İnsanlar arasında sevgiyi çoğaltan, kin ve nefreti ortadan kaldıran hoşgörü erdeminin en güzel örnekleri, Kur'an'da, “yüce bir ahlâk üzere olduğundan” övgüyle bahsedilen Peygamber Efendimiz (s.a.s)’in hayatında görülmektedir.
Kendisine Sevgili Peygamberimizin ahlâkı sorulan Hz. Aişe (r.anha) O’nu şöyle anlatmıştır: “O, çirkin söz ve davranışlarda bulunmaz, çarşı pazarda insanlarla münakaşaya girmez, kötülüğe kötülükle karşılık vermez, bilakis bağışlayıcı ve hoşgörülü davranırdı.”
Büyüklerimizin hoşgörüsü sayesinde İslamiyet’in yayılma hızı artmıştır.
***
Yahya Efendi Dergâhını yaptırdığı zaman o civarda Ortaköy Rumlarından başka kimseler yoktu. Bir gün bir Rum Çoban, davar güderken koyunlarından iki tanesi dergâhın bahçesine girmiş. Koyunlarını çıkarmak maksadıyla dergâhın bahçesine giren çoban, bir dervişin, “Ne arıyordun?” sorusuyla irkilerek, “Koyunlarımı arıyordum” demiş.

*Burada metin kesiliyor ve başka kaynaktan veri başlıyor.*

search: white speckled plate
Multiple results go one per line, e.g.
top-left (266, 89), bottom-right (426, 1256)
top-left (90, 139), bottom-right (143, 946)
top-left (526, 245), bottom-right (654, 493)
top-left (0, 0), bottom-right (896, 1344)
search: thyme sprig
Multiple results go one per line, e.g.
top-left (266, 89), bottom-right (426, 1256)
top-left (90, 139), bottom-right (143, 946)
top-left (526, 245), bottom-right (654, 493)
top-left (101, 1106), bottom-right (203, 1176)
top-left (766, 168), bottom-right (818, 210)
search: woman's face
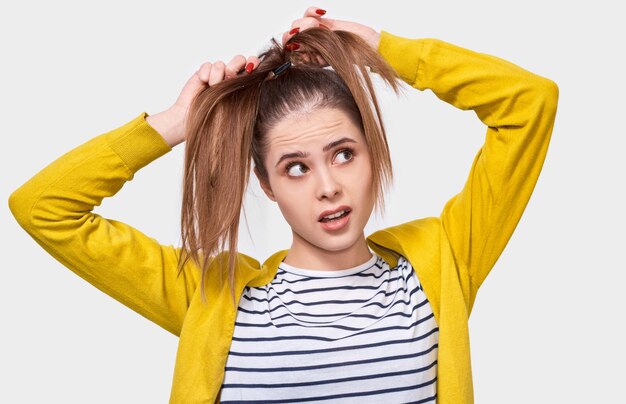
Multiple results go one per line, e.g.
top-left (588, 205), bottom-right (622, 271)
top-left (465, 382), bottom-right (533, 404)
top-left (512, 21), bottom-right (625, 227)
top-left (255, 108), bottom-right (375, 252)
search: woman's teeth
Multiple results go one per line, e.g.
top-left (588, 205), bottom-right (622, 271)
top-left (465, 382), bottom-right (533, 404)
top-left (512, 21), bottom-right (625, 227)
top-left (322, 209), bottom-right (347, 222)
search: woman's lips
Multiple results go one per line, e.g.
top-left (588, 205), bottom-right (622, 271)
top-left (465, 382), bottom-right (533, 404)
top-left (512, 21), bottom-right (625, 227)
top-left (320, 208), bottom-right (352, 231)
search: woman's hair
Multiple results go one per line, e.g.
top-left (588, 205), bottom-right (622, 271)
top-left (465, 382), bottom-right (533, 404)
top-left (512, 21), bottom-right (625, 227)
top-left (174, 28), bottom-right (400, 302)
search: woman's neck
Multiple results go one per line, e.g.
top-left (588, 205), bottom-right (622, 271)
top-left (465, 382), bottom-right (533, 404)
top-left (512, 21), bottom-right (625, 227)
top-left (283, 233), bottom-right (372, 271)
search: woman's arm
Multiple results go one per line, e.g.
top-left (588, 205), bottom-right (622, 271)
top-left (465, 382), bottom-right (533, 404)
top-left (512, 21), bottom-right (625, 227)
top-left (378, 31), bottom-right (559, 307)
top-left (9, 113), bottom-right (199, 335)
top-left (9, 55), bottom-right (260, 335)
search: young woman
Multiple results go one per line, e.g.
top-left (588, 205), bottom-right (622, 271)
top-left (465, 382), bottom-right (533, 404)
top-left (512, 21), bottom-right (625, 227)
top-left (9, 3), bottom-right (558, 404)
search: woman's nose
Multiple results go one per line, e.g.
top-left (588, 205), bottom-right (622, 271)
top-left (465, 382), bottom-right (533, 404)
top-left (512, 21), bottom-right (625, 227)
top-left (317, 169), bottom-right (341, 199)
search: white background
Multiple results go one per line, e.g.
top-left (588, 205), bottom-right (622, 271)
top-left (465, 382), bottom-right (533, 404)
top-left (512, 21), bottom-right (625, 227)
top-left (0, 0), bottom-right (626, 403)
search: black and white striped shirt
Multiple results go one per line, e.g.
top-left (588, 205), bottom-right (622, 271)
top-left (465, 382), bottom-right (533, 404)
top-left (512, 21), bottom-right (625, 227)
top-left (220, 254), bottom-right (439, 404)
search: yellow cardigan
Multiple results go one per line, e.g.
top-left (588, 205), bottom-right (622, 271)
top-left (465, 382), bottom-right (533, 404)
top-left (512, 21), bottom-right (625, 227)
top-left (9, 31), bottom-right (558, 404)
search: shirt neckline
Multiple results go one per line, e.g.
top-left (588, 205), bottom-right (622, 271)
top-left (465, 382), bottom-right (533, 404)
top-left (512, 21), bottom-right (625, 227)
top-left (278, 251), bottom-right (378, 278)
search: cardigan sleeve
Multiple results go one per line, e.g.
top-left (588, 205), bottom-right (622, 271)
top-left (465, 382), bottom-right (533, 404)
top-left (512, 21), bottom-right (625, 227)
top-left (9, 112), bottom-right (199, 335)
top-left (378, 31), bottom-right (559, 307)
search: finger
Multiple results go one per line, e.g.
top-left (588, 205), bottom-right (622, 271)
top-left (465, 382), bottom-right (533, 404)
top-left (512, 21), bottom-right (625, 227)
top-left (246, 56), bottom-right (261, 73)
top-left (224, 55), bottom-right (246, 80)
top-left (282, 17), bottom-right (320, 46)
top-left (304, 6), bottom-right (326, 18)
top-left (196, 62), bottom-right (213, 83)
top-left (208, 60), bottom-right (226, 86)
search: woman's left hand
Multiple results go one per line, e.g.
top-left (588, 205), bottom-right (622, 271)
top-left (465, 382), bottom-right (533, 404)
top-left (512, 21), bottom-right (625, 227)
top-left (282, 6), bottom-right (380, 51)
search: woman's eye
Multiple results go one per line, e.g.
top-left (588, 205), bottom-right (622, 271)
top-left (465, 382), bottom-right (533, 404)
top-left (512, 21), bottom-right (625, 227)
top-left (286, 163), bottom-right (308, 177)
top-left (337, 149), bottom-right (352, 162)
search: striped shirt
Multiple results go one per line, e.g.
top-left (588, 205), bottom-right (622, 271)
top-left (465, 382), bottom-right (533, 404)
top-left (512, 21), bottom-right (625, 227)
top-left (220, 253), bottom-right (439, 404)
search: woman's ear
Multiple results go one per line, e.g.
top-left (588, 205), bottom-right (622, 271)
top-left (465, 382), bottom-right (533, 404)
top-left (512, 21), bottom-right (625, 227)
top-left (254, 167), bottom-right (276, 202)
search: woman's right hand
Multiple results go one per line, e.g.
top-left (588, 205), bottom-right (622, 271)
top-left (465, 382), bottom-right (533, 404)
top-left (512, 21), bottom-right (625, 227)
top-left (146, 55), bottom-right (260, 147)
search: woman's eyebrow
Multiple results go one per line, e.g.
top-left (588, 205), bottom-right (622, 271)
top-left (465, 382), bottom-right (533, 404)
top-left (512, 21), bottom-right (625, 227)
top-left (275, 137), bottom-right (357, 167)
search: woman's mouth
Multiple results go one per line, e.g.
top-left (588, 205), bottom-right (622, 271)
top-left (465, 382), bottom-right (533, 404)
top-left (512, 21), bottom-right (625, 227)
top-left (319, 208), bottom-right (352, 230)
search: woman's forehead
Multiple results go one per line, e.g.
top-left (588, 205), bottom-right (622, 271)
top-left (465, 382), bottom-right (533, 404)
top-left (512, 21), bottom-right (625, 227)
top-left (267, 108), bottom-right (362, 152)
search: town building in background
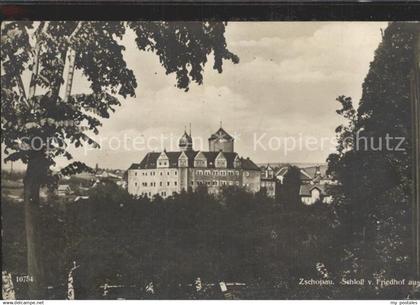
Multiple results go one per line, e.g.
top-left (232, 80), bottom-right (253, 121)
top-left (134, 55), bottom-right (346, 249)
top-left (261, 164), bottom-right (278, 198)
top-left (276, 165), bottom-right (334, 205)
top-left (128, 127), bottom-right (261, 198)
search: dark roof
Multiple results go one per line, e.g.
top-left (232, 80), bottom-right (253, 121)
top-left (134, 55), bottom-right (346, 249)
top-left (301, 164), bottom-right (327, 179)
top-left (299, 183), bottom-right (328, 196)
top-left (241, 158), bottom-right (260, 171)
top-left (129, 150), bottom-right (260, 171)
top-left (209, 127), bottom-right (233, 140)
top-left (276, 166), bottom-right (313, 180)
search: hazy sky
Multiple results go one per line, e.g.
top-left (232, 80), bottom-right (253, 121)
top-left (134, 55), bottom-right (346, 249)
top-left (6, 22), bottom-right (386, 169)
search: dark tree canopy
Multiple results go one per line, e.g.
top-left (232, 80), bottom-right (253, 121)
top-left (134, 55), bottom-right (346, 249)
top-left (1, 21), bottom-right (239, 179)
top-left (328, 23), bottom-right (420, 288)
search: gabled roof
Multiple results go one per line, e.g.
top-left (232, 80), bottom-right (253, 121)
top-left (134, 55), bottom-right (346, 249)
top-left (276, 166), bottom-right (312, 180)
top-left (299, 183), bottom-right (328, 196)
top-left (209, 127), bottom-right (233, 140)
top-left (241, 158), bottom-right (260, 171)
top-left (302, 164), bottom-right (328, 178)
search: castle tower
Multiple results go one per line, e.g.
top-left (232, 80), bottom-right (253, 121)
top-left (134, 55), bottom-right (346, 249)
top-left (178, 126), bottom-right (192, 151)
top-left (209, 122), bottom-right (235, 152)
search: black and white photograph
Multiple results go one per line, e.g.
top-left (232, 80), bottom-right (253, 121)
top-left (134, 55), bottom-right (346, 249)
top-left (1, 8), bottom-right (420, 304)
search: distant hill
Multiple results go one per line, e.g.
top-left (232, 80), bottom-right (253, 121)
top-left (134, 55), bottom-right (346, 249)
top-left (257, 162), bottom-right (327, 168)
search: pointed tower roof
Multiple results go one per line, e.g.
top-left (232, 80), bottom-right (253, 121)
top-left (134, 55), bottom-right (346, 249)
top-left (178, 128), bottom-right (192, 149)
top-left (209, 127), bottom-right (233, 140)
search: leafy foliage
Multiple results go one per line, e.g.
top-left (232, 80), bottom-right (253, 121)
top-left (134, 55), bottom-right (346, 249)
top-left (328, 23), bottom-right (416, 290)
top-left (1, 21), bottom-right (239, 180)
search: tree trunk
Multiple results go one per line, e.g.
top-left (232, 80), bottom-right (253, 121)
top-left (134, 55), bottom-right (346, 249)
top-left (24, 154), bottom-right (48, 299)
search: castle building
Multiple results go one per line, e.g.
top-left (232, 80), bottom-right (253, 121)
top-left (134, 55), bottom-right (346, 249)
top-left (128, 127), bottom-right (261, 198)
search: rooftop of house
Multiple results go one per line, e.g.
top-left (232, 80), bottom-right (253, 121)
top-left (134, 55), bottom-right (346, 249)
top-left (299, 183), bottom-right (328, 196)
top-left (209, 127), bottom-right (233, 140)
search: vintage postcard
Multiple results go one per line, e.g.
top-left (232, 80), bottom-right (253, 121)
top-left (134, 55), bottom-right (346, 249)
top-left (1, 13), bottom-right (420, 300)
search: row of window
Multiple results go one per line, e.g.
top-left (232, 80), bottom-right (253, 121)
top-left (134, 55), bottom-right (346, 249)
top-left (134, 170), bottom-right (178, 176)
top-left (134, 181), bottom-right (178, 187)
top-left (196, 170), bottom-right (239, 176)
top-left (191, 180), bottom-right (239, 186)
top-left (141, 191), bottom-right (167, 197)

Çobanı gören Yahya Efendi, Rum Çobanı dergâha içeri aldırmış ve, “Gel bakalım gel... Koyunlarını mı istersin, kendini mi? Yoksa ikisini birden mi, ne dersin? Demiş.
Çobanı rahat bir yere oturtan Yahya Efendi, yağ, bal ve ekmek getirin demesiyle, hemen anında sofra kurulmuş. İsteneler gelmiş, sofra kurulunca Yahya Efendi, Rum Çobana:
“Haydi bakalım, bismillah buyur, işte sana tereyağı, mumlu bal ve taze ekmek, ister ise yağa ban, ister isen bala ban” demiş.
Bu tatlı ortamdan sonra, çoban koyunlarına değil de kendine talip olmuş. O gün, orada, o vesileyle Müslüman olduğu için adı Balaban kalmış.